Inclusion Complements Diversity in the Workplace
In a world that is both diverse and deeply interconnected, companies and institutions with greater levels of diversity are achieving better performance. Managers working on tough problems have often assembled diverse teams of thinkers to challenge one another and improve the quality of their answers. Diverse companies are better at attracting top talent and improving their customer orientation, employee satisfaction, and decision making.
Furthermore, an increase in the number of women joining the workforce can result in a raise of median wages. Women’s participation in the workforce can increase overall productivity, as high-performing women replace lower-performing employees, therefore resulting in an overall more productive team in addition to higher wages for both men and women. Women could also raise the overall skill level in the area or introduce a different set of complementary skills since they surpassed men in obtaining college degrees in 1982.
McKinsey & Company finds that companies that encourage gender or racial and ethnic diversity are more likely to have financial returns above their national industry medians. Companies that do not are statistically less likely to achieve above-average returns.
Besides attracting, companies need to work on mentoring, sponsoring and retaining top talent. More often than not, diversity and inclusion are assumed to be the same thing. In the context of the workplace, diversity equals representation. Without inclusion, the crucial connections that attract diverse talent, encourage their participation, foster innovation, and lead to business growth won’t happen. Numerous studies show that diversity alone doesn’t drive inclusion. In fact, without inclusion, there’s often a diversity backlash.
However, when diversity includes cross-cultural and inclusion trainings, the result is that employees feel validated and valued, which helps to create a positive workplace. A research by Harvard Business Review has uncovered four things that drive inclusion in the workplace:
1. Inclusive leaders: Inclusive leadership consists of six behaviours: ensuring that team members speak up and are heard; making it safe to propose new ideas; empowering team members to make decisions; taking advice and implementing feedback; giving actionable feedback; and sharing credit for team success. Of employees who report that their team leader has at least three of these traits, 87% say they feel welcome and included in their team, 87% say they feel free to express their views and opinions, and 74% say they feel that their ideas are heard and recognized. For respondents who reported that their team leader has none of these traits, those percentages dropped to 51%, 46%, and 37%.
2. Authenticity: Some people need to compromise their authenticity to conform to their company’s standards of demeanour or style, which is a waste of energy. The research shows that acting ‘like a man’ can provide an advantage in becoming a leader in science, engineering, and technology industries, regardless of gender.
3. Networking and visibility: For those who feel marginalized by their gender, ethnicity, age, sexual identity, or educational and economic background, sponsorship is crucial in invigorating ambition and driving engagement. A sponsor is usually a senior-level leader who elevates their visibility within the corridors of power and advocates for key assignments and promotions for them. Having a sponsor increases the likelihood of being satisfied with the rate of career advancement. A lack of sponsorship increases someone’s likelihood of quitting within a year.

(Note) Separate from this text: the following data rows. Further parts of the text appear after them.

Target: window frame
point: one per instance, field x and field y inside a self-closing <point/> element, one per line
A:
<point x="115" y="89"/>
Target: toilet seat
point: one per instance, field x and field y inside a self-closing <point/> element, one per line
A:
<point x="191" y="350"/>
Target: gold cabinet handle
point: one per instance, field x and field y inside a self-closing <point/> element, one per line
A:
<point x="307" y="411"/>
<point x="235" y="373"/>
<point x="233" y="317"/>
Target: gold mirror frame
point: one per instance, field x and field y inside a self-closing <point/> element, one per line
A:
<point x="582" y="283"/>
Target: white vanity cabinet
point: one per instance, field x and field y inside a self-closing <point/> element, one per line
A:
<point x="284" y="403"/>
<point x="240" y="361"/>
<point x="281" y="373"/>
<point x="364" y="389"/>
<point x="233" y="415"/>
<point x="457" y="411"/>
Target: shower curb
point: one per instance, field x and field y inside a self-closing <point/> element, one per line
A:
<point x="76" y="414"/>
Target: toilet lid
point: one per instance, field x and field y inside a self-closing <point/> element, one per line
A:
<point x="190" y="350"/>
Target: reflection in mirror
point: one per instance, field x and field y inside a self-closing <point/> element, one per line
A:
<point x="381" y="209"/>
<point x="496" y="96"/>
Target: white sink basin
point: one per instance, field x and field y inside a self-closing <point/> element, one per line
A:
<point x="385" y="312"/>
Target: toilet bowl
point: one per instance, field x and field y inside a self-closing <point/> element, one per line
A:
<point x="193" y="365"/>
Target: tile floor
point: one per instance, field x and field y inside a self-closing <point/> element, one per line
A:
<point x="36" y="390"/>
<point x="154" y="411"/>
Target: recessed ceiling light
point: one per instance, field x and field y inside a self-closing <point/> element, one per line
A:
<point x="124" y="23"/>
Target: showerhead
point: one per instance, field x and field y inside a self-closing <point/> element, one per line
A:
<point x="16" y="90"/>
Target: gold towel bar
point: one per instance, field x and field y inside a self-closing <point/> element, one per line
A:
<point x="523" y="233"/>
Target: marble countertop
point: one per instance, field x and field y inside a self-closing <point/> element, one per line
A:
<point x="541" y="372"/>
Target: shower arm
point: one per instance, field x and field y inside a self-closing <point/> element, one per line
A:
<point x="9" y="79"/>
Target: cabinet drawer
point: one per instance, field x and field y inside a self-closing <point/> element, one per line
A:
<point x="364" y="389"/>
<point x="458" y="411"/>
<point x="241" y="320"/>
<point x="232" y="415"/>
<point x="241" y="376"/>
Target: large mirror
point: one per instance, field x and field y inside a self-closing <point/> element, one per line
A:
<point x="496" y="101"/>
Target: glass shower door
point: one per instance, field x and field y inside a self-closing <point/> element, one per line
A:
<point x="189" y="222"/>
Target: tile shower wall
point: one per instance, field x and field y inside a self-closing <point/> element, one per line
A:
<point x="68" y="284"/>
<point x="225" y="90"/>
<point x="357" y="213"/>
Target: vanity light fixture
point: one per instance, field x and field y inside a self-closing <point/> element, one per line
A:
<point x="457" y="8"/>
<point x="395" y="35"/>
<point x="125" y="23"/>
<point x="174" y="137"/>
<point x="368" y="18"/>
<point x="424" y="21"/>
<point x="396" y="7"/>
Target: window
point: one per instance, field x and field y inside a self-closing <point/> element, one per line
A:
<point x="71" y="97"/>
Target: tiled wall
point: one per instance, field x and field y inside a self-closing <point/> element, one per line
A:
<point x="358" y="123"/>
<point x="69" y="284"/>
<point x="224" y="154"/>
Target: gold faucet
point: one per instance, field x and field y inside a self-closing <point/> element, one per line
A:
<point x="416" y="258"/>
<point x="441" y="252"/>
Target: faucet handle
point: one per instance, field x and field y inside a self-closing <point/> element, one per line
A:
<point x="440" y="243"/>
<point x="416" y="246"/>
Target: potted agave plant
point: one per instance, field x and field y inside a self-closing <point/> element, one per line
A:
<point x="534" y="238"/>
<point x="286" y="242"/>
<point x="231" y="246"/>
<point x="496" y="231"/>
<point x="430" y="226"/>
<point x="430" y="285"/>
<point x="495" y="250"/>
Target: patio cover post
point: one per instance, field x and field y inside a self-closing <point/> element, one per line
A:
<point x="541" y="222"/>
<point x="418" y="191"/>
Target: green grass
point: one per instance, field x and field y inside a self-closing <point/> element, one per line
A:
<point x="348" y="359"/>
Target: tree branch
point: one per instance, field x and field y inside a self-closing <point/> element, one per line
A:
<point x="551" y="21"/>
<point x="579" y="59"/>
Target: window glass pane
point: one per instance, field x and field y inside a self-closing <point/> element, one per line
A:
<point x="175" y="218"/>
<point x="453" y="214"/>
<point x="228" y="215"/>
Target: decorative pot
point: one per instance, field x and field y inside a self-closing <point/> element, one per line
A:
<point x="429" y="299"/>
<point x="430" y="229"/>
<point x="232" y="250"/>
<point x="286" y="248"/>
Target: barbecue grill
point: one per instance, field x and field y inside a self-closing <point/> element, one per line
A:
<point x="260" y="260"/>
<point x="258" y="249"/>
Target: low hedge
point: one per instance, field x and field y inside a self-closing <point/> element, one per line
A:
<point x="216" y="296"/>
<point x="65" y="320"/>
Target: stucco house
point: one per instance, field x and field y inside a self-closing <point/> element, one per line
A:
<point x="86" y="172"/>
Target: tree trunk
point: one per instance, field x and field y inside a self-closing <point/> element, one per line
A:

4. Clear career paths: The research showed that women, LGBT individuals and people of colour, struggle to name a simple solution to open up a blocked career path. They are also frustrated by being passed over for high-profile assignments, and they have a general sense of missing out on the right opportunities.
Diversity without inclusion results in employees getting so used to being overlooked that they no longer share ideas or insights. On the other hand, a truly inclusive workplace contains a diverse cross-section of employees who actually interact with one another, resulting in talent retention and engagement.